@lingo-reader/fb2-parser

v0.4.5

Published

2 months ago

An fb2 parser which can extract chapter contents from an fb2 file

0High
0Medium
0Low

fangfangluo

fb2 fb2-parser ebook ebook-parser

The FB2 format parser is based on references from MobileRead Wiki - FB2 and Eng:FictionBook description — FictionBook.

Overview

@lingo-reader/fb2-parser is a parser for .fb2 eBook files, designed to work in both browser and Node.js environments.

Installation

pnpm install @lingo-reader/fb2-parser

Fb2File

Usage in the Browser

import { initFb2File } from '@lingo-reader/fb2-parser'
import type { Fb2File, Fb2Spine } from '@lingo-reader/fb2-parser'

async function initFb2(file: File) {
  const fb2: Fb2File = await initFb2File(file)
  // Get the spine (chapter list)
  const spine: Fb2Spine = fb2.getSpine()
  // Load the first chapter
  const firstChapter = fb2.loadChapter(spine[0].id)
}

// See the Fb2File class for more API details

Usage in Node.js

import { initFb2File } from '@lingo-reader/fb2-parser'
import type { Fb2File, Fb2Spine } from '@lingo-reader/fb2-parser'

const fb2: Fb2File = await initFb2File('./example/many-languages.fb2')
// Get the spine (chapter list)
const spine: Fb2Spine = fb2.getSpine()
// Load the first chapter
const firstChapter = fb2.loadChapter(spine[0].id)

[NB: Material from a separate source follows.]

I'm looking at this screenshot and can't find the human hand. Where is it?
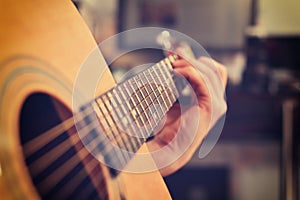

// See the Fb2File class for more API details

initFb2File(file: string | File | Uint8Array, resourceSaveDir?: string): Promise

Initializes and parses an FB2 file. It returns an Fb2File object containing metadata, spine info, and other helper APIs.

Parameters:

file: string | File | Uint8Array – The FB2 file to load. Can be a file path (Node), File object (Browser), or Uint8Array (both).
resourceSaveDir?: string – Optional. Used in Node.js to specify where to save resources like images. Defaults to ./images.

Returns:

Promise<Fb2File> – A promise that resolves to the parsed Fb2File instance.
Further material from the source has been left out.